Con l’accordo di Parigi del 2015 per la prima volta tutti i Paesi si sono impegnati a mantenere la temperatura “ben al di sotto” dei 2 gradi rispetto all’era preindustriale e a proseguire gli sforzi per restare entro gli 1,5 gradi, soglia ritenuta più sicura per combattere i devastanti effetti del cambiamento climatico. Il problema, fanno notare gli scienziati, è che il mondo è già arrivato oltre gli 1,3 gradi e il margine di manovra è estremamente ridotto. L’accordo di Parigi stabilisce che ogni Paese fissi da sé i propri obiettivi climatici (Ndc – National determined contributions).
Ma il mondo saprà chi bara, con il global stocktake. Si tratta del controllo dei compiti a casa, da tenersi ogni cinque anni a partire dal 2023. Al momento, ognuno fa i conti a modo proprio, rendendo molto difficile il lavoro di comparazione. Gli indicatori dicono che con gli impegni presi fino a oggi l’aumento delle temperature non resterà confinato entro i limiti di Parigi, ma sfiorerà i 3 gradi entro il 2100.
Letteralmente “perdite e danni”, la terza gamba della finanza climatica, dopo mitigazione (ridurre, cioè, le emissioni serra), e adattamento (predisporre misure di contenimento per prepararsi agli eventi estremi). Se la Cop di Sharm, partita sotto tono, si è conclusa con un successo è perché in Egitto si è deciso di istituire un nuovo fondo.
Un incontro ad Abu Dhabi a inizio novembre ha formalizzato alcune raccomandazioni da portare a Cop28. La più controversa riguarda la possibilità di ospitare il fondo presso la Banca Mondiale, dominata dagli Stati Uniti. Troppo potere all’Occidente, sostengono alcuni paesi, che lo accusano di essersi arricchito sfruttando l’energia derivata dalle fonti fossili e chiedono di poter fare lo stesso. Il gruppo negoziale G77 + Cina – composto dagli Stati in via di sviluppo con l’aggiunta di Pechino – spinge in questo senso, ed è dotato del peso per spostare gli equilibri.
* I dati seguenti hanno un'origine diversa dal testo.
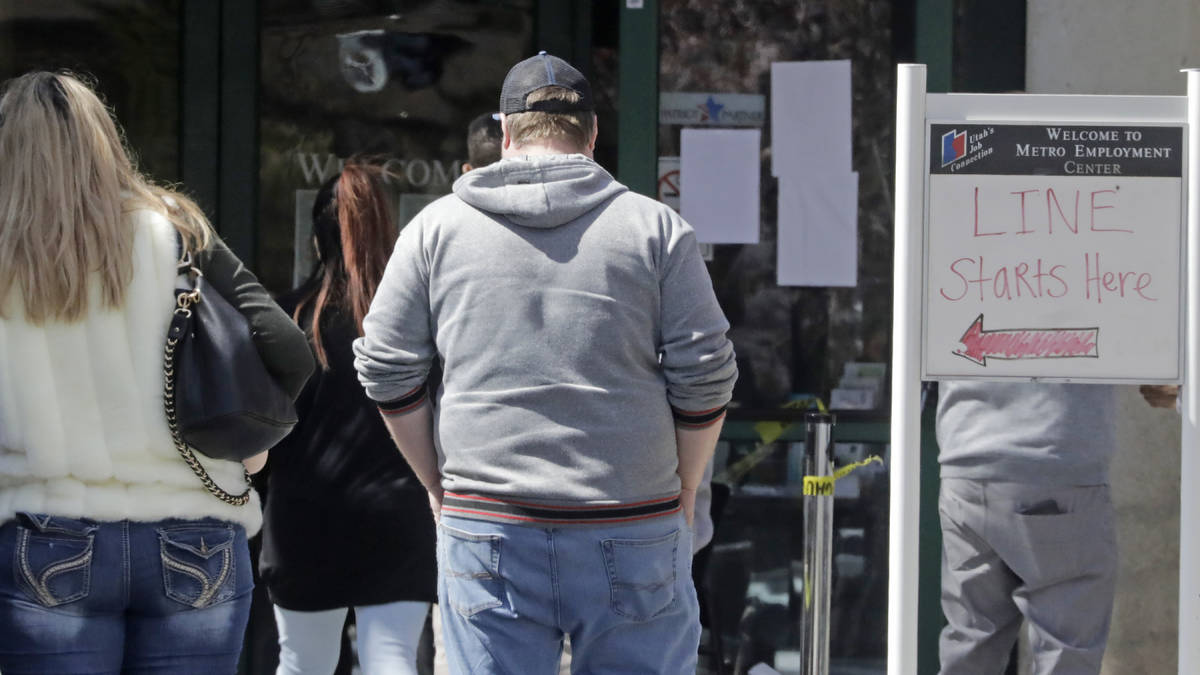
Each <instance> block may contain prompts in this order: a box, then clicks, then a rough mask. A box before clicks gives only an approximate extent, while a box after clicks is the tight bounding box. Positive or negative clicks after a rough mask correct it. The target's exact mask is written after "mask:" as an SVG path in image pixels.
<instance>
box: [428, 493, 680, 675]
mask: <svg viewBox="0 0 1200 675" xmlns="http://www.w3.org/2000/svg"><path fill="white" fill-rule="evenodd" d="M438 602H439V603H440V605H442V617H443V631H444V637H445V646H446V657H448V659H449V663H450V671H451V673H454V674H456V675H460V674H461V675H466V674H472V675H476V674H506V675H516V674H521V675H544V674H545V675H552V674H554V673H557V671H558V662H559V658H560V655H562V649H563V635H564V634H566V635H570V638H571V673H575V674H588V675H605V674H613V675H617V674H620V675H635V674H644V675H674V674H680V675H682V674H689V675H690V674H694V673H695V671H696V652H697V649H698V646H700V608H698V605H697V603H696V589H695V586H694V585H692V581H691V533H690V532H689V530H688V526H686V524H685V522H684V516H683V515H682V514H679V515H677V516H676V515H672V516H664V518H656V519H652V520H647V521H643V522H636V524H623V525H619V526H604V525H588V526H574V527H562V528H553V527H551V528H547V527H530V526H524V525H511V524H500V522H488V521H482V520H469V519H464V518H456V516H450V515H446V514H444V513H443V514H442V522H440V524H439V526H438Z"/></svg>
Un altro punto nodale del nascituro fondo sarà l’allargamento della base dei donatori. “I paesi che hanno inquinato di più storicamente devono ovviamente contribuire per primi – dice Chiara Martinelli di Climate Action Network Europe – anche per togliere un alibi agli altri: è a quel punto che giganti come Cina e India saranno costretti a entrare in gioco”. L’obiettivo è rendere il fondo operativo già nel 2024. A dare il buon esempio potrebbe essere l’Unione europea: il nuovo commissario al clima Wopke Hoekstra nei giorni scorsi ha annunciato “un sostanziale contributo finanziario da parte della Ue e dei suoi stati membri”. “Sembrava tutto bloccato a livello continentale: poi la dichiarazione di Hoesktra e quella congiunzione che include tutti gli Stati membri lasciano ben sperare” chiosa Bencini.
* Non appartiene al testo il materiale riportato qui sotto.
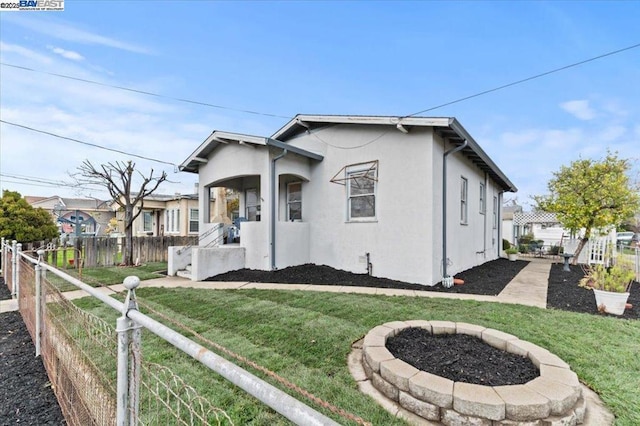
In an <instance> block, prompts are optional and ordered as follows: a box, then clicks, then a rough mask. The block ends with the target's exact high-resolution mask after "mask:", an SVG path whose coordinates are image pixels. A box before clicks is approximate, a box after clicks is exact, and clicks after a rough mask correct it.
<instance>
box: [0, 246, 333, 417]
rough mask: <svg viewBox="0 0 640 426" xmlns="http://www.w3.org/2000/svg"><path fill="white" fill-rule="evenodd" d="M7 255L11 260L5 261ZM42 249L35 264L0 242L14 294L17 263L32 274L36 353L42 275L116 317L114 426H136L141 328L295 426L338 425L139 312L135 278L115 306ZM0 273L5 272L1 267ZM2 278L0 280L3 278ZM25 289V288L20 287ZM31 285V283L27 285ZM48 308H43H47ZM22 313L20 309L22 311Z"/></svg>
mask: <svg viewBox="0 0 640 426" xmlns="http://www.w3.org/2000/svg"><path fill="white" fill-rule="evenodd" d="M9 253H11V256H8V255H9ZM43 254H44V250H39V251H38V258H37V259H35V258H33V257H31V256H29V255H27V254H25V253H21V252H20V249H19V244H17V243H15V242H13V244H12V245H11V247H9V246H8V245H7V244H5V243H4V241H2V262H3V266H5V265H6V261H8V260H9V259H8V258H9V257H10V261H11V266H12V267H11V268H10V269H11V270H12V272H13V274H12V277H6V278H8V279H10V280H11V282H12V286H13V288H15V289H16V290H15V292H13V293H14V294H16V295H17V294H18V293H19V288H20V284H21V283H20V281H19V280H20V279H19V274H18V275H16V270H18V269H19V267H20V263H21V262H20V260H22V261H24V262H26V263H27V264H29V263H30V264H32V265H33V266H34V269H35V284H34V285H35V287H36V289H35V295H36V297H34V298H33V299H35V303H36V307H35V310H36V320H35V322H36V326H35V329H36V332H35V334H36V338H35V344H36V353H38V354H39V353H40V347H39V346H40V337H39V336H40V334H41V333H42V325H41V324H38V323H39V322H40V321H41V316H40V315H39V314H38V312H40V311H41V310H42V308H43V306H42V305H43V303H42V300H47V297H48V296H46V295H44V294H43V291H42V288H41V284H42V281H43V280H42V277H43V275H44V273H45V271H47V272H49V273H51V274H53V275H55V276H57V277H59V278H61V279H63V280H64V281H65V282H67V283H70V284H72V285H74V286H75V287H77V288H78V289H80V290H83V291H85V292H86V293H88V294H89V295H91V296H93V297H95V298H96V299H98V300H100V301H101V302H103V303H104V304H106V305H108V306H110V307H111V308H113V309H115V310H116V311H118V312H120V313H121V316H120V317H119V318H118V320H117V324H116V332H117V386H116V388H117V412H116V414H117V415H116V418H117V422H116V424H117V425H118V426H124V425H133V424H137V421H136V419H137V416H138V413H137V410H138V407H139V403H138V399H139V396H138V393H139V388H140V383H139V377H140V360H141V353H140V351H139V350H140V338H141V332H140V331H141V328H145V329H147V330H148V331H150V332H151V333H153V334H155V335H156V336H158V337H160V338H161V339H163V340H165V341H166V342H168V343H169V344H171V345H173V346H174V347H176V348H177V349H179V350H181V351H182V352H184V353H185V354H187V355H189V356H191V357H192V358H193V359H195V360H197V361H198V362H200V363H202V364H203V365H205V366H207V367H208V368H210V369H211V370H213V371H215V372H216V373H218V374H220V375H221V376H223V377H225V378H226V379H227V380H229V381H230V382H231V383H233V384H234V385H236V386H238V387H240V388H241V389H243V390H244V391H245V392H247V393H248V394H250V395H252V396H253V397H255V398H257V399H258V400H260V401H262V402H263V403H264V404H266V405H268V406H269V407H271V408H272V409H273V410H275V411H276V412H278V413H280V414H281V415H282V416H284V417H286V418H287V419H289V420H290V421H292V422H293V423H295V424H298V425H337V424H338V423H336V422H335V421H333V420H332V419H330V418H328V417H326V416H325V415H323V414H321V413H320V412H318V411H316V410H314V409H313V408H311V407H309V406H307V405H306V404H304V403H302V402H300V401H298V400H297V399H295V398H293V397H292V396H290V395H288V394H287V393H285V392H283V391H281V390H280V389H278V388H276V387H274V386H273V385H271V384H269V383H267V382H265V381H264V380H262V379H260V378H258V377H256V376H255V375H253V374H252V373H250V372H248V371H246V370H244V369H243V368H241V367H239V366H237V365H235V364H233V363H232V362H230V361H228V360H226V359H225V358H222V357H221V356H219V355H217V354H215V353H214V352H212V351H211V350H209V349H207V348H206V347H203V346H202V345H200V344H199V343H197V342H195V341H193V340H191V339H189V338H187V337H185V336H183V335H182V334H180V333H178V332H176V331H174V330H172V329H171V328H169V327H167V326H165V325H164V324H162V323H160V322H158V321H156V320H154V319H153V318H151V317H149V316H147V315H145V314H143V313H141V312H140V311H138V304H137V301H136V295H135V289H136V287H137V286H138V284H139V283H140V280H139V279H138V278H137V277H134V276H130V277H127V278H126V279H125V280H124V283H123V284H124V286H125V288H126V289H127V296H126V299H125V302H124V303H122V302H119V301H118V300H116V299H113V298H111V297H109V296H107V295H106V294H104V293H102V292H100V291H98V290H97V289H96V288H94V287H91V286H89V285H88V284H85V283H84V282H82V281H80V280H78V279H76V278H74V277H72V276H70V275H68V274H66V273H64V272H62V271H60V270H58V269H56V268H54V267H52V266H50V265H48V264H46V263H44V262H43V261H42V256H43ZM3 270H6V269H5V268H3ZM6 278H5V279H6ZM24 284H25V285H26V283H24ZM32 284H33V283H32ZM46 304H47V303H44V305H46ZM21 310H22V307H21Z"/></svg>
Se dopo il sesto rapporto del Panel intergovernativo sul cambiamento del clima (Ipcc, il gruppo di scienziati che assiste l’Onu sul tema) è assodato che la crisi a cui assistiamo ha una matrice industriale, la disinformazione negli anni è cambiata, raffinando le armi e adattandole al mutato contesto: “Non si parla più di negazionismo – rileva Martinelli – ma l’accento si è spostato sul fatto che le soluzioni proposte a oggi non funzionerebbero e aumenterebbero povertà e disuguaglianze”. Un argomento non privo di mordente tra i cittadini esasperati dall’inflazione, ma che piace molto anche al Sud globale. Il compromesso tra istanze climatiche, economiche e sociali sarà il sacro Graal dei prossimi anni.